Incorrect. Please stop trying to mind read anonymous people on a messageboard. You are not very good at it. The next time I want your opinion I will take my dick out of your mouth and ask you for it.



You are revolting.
Anonymous
This sounds like a medical/hormonal problem that your son himself recognizes. Get a good MD evaluation.
Anonymous
While I agree with the posters who suggest that adolescence brings on AD (and I love the term), your DS sounds pretty young to have such major problems. I have a middle school son with ADHD and so much of what you describe sounds like my son on the days that he forgets to take his medication. There certainly isn't any downside to discussing this with his pediatrician and having an evaluation done.
Anonymous
OP here - thanks for the feedback. Aside from the exchanges about medication (which I was not a part of), much of the advice borders on what we have already tried, but perhaps try again (with more resolve). He may in fact just have a case of "AD"....appreciate any additional thoughts folks may have. thanks again -
Anonymous
When my daughter throws a fit, and lashes out at a person or object. I make her stop, and then I make her tell the person or object how sorry she is, that she thinks they or it is wonderful, then she has to kiss the person on the cheek, or the object. I know this sounds crazy, but it works, especially when it is the wall, or a chair that she has kicked. By the time I am done making her go through this rigamorale, we are both laughing and she realizes how silly her actions were. I used to have to deal with this behavior at least five times a week, we are now down to maybe once every few months.
Anonymous
Anonymous wrote:When my daughter throws a fit, and lashes out at a person or object. I make her stop, and then I make her tell the person or object how sorry she is, that she thinks they or it is wonderful, then she has to kiss the person on the cheek, or the object. I know this sounds crazy, but it works, especially when it is the wall, or a chair that she has kicked. By the time I am done making her go through this rigamorale, we are both laughing and she realizes how silly her actions were. I used to have to deal with this behavior at least five times a week, we are now down to maybe once every few months.

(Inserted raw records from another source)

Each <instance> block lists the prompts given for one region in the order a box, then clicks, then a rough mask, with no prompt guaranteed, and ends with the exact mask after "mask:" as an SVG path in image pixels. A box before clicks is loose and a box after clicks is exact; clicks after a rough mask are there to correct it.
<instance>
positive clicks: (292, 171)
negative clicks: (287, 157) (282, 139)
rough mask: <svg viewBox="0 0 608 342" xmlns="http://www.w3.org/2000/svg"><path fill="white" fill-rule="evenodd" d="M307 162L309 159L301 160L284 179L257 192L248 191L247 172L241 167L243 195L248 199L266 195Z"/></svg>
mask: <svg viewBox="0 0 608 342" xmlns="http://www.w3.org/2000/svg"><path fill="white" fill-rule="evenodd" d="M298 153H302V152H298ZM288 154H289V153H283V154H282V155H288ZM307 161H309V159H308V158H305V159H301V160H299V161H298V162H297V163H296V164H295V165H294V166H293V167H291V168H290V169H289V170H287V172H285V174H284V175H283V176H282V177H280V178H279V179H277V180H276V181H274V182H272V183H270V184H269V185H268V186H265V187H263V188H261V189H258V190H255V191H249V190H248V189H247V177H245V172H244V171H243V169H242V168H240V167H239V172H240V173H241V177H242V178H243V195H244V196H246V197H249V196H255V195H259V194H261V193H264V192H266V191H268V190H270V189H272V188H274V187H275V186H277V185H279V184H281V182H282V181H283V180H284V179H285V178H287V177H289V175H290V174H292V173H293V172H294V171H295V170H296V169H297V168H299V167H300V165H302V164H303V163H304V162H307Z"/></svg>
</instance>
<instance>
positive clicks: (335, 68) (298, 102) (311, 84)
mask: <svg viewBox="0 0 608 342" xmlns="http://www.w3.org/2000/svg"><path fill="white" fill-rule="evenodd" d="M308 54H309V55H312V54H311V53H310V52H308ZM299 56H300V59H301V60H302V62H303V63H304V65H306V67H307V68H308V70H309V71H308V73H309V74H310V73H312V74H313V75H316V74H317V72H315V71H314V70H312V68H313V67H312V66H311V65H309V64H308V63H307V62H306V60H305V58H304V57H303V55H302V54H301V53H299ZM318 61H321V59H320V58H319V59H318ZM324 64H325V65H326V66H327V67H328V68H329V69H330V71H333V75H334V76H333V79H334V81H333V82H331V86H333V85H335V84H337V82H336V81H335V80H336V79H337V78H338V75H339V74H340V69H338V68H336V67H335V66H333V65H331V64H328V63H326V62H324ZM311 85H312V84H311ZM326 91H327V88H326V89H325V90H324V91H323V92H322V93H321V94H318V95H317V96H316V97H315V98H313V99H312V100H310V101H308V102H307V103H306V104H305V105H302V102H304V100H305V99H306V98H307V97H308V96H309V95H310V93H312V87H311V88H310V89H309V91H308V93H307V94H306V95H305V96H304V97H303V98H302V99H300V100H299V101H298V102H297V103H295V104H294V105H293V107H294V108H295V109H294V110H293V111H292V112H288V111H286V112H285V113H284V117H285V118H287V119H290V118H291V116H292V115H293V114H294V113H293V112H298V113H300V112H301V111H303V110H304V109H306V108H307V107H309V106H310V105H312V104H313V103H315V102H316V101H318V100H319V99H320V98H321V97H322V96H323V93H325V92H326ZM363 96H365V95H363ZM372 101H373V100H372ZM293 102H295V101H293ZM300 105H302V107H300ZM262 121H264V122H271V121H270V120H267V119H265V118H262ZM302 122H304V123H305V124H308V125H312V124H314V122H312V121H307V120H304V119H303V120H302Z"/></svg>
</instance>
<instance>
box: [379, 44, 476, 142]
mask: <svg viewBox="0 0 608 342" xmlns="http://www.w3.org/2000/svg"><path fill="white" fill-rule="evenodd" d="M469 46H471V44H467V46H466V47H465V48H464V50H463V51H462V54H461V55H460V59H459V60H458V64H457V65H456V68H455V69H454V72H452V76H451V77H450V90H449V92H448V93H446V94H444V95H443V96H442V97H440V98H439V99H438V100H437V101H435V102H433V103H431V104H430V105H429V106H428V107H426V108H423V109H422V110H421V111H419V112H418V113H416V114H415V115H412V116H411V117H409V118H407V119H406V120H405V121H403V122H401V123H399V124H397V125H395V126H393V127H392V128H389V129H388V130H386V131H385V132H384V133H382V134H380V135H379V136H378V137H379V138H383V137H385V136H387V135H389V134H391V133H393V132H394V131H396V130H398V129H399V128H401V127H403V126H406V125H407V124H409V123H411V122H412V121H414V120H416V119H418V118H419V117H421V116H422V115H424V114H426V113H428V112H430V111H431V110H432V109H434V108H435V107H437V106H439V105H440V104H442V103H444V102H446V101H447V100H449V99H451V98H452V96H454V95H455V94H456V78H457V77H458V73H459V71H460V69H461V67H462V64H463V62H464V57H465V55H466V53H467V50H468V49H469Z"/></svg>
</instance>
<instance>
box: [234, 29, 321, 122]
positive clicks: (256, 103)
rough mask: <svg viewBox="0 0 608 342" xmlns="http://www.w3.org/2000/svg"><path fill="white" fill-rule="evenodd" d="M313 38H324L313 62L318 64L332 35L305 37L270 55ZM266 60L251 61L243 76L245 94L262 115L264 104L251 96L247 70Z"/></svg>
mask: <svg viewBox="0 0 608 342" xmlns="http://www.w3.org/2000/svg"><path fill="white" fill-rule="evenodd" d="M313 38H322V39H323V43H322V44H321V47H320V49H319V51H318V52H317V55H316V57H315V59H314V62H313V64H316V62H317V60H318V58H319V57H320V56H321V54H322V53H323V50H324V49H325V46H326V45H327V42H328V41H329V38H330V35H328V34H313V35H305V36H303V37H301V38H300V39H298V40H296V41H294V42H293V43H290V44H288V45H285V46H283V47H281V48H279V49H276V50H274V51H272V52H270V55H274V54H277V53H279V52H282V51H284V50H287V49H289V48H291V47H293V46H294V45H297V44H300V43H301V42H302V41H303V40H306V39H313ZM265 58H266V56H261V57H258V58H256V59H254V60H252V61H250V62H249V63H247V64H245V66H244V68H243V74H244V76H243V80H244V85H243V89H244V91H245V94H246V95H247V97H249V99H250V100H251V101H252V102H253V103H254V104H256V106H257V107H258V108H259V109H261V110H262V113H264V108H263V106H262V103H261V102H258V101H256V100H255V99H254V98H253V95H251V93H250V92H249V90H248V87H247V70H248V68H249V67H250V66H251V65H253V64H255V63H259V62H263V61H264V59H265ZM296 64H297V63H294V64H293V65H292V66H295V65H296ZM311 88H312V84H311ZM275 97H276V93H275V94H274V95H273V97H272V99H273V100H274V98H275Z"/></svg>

Hysterical. I'm going to try this to get my daughter (8) to drop the pouty foot stomp (poor floor).
Anonymous
Anonymous wrote:When my daughter throws a fit, and lashes out at a person or object. I make her stop, and then I make her tell the person or object how sorry she is, that she thinks they or it is wonderful, then she has to kiss the person on the cheek, or the object. I know this sounds crazy, but it works, especially when it is the wall, or a chair that she has kicked. By the time I am done making her go through this rigamorale, we are both laughing and she realizes how silly her actions were. I used to have to deal with this behavior at least five times a week, we are now down to maybe once every few months.


This is funny-how old is your daughter? Do you think it would work with a 15 year old?
Anonymous
Anonymous wrote:
Anonymous wrote:You son doesn't have ADHD. He has the same disease that plagues most middle school boys. He has "AD"...Also known as Asshole Disease. It gets better when they leave for college. Sort of.


OK, this made me laugh out loud.



Made me laugh out loud, too! And, boy did I need that laugh today after my nearly 8 year old son about drove me to insanity.

Thank you!
Anonymous
OP, one thing about your initial post caught my attention. Your son has a fit if you don't drive him to Target and this happens a few times a week? If I'm understanding this correctly, what does he want to do there? I'm only concerned because in our area it's a Walmart that's the go to place for drugs. Just a thought. Hope that's not the case.